Trump then hit back, mocking her large staff and, again, her emails.

In the past, Trump has praised his small campaign staff for being “flexible” and saving him money. But, as MSNBC pointed out on Monday, he hasn’t filled key roles in his campaign, including a communications team and rapid response director.

Trump has been in trouble in the past for his behavior on Twitter. He has used the platform to retweet white supremacist propaganda, to threaten to “spill the beans” on ex-rival Ted Cruz’s wife and to call Fox News anchor Megyn Kelly a “bimbo,” to cite just a few examples. But during a CNN town hall in April, he declared that he might not tweet as much if he becomes president. “The tweets are fine,” Trump said of his social media presence. “The retweets sometimes are a little bit shaky.”

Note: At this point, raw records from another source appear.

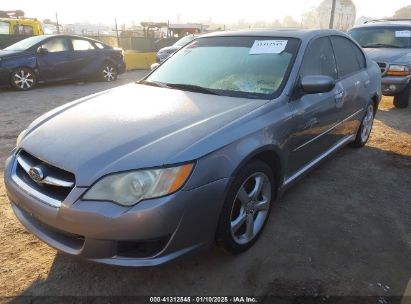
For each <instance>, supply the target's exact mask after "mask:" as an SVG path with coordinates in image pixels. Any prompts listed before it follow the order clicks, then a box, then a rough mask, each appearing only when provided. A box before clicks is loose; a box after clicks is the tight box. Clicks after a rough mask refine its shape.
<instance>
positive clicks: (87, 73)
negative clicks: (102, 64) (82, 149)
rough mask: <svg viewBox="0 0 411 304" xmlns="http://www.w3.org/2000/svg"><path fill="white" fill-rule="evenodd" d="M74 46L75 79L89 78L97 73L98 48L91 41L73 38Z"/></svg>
mask: <svg viewBox="0 0 411 304" xmlns="http://www.w3.org/2000/svg"><path fill="white" fill-rule="evenodd" d="M71 43H72V46H73V53H72V57H73V66H74V67H75V75H74V76H75V77H76V78H82V77H89V76H91V75H92V74H93V73H96V67H95V61H96V60H95V57H96V55H97V52H96V48H95V46H94V45H93V43H91V42H90V41H89V40H86V39H81V38H72V39H71Z"/></svg>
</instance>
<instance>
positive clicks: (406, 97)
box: [394, 82, 411, 109]
mask: <svg viewBox="0 0 411 304" xmlns="http://www.w3.org/2000/svg"><path fill="white" fill-rule="evenodd" d="M410 100H411V82H410V83H409V84H408V85H407V87H406V88H405V89H404V91H402V92H401V93H400V94H398V95H395V96H394V106H395V107H396V108H399V109H404V108H406V107H408V105H409V104H410Z"/></svg>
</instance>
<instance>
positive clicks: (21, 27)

Later in April, during a family town hall on the Today show, Trump’s wife, Melania, was asked which habit she wished he would abandon. “The tweeting,” she replied.

Obama is encouraging all Democrats, including Clinton’s opponent, Bernie Sanders, to unify behind Clinton, his 2008 rival, in the effort to defeat Trump. Sanders has repeatedly refused to end his campaign and instead vows to compete in the Washington, D.C., primary on Tuesday and then face off against Clinton at the Democratic National Convention in July.

Meanwhile, some Democrats have accused the Vermont senator of damaging the Democratic Party by continuing his presidential campaign, even after it became clear Clinton would likely secure the nomination.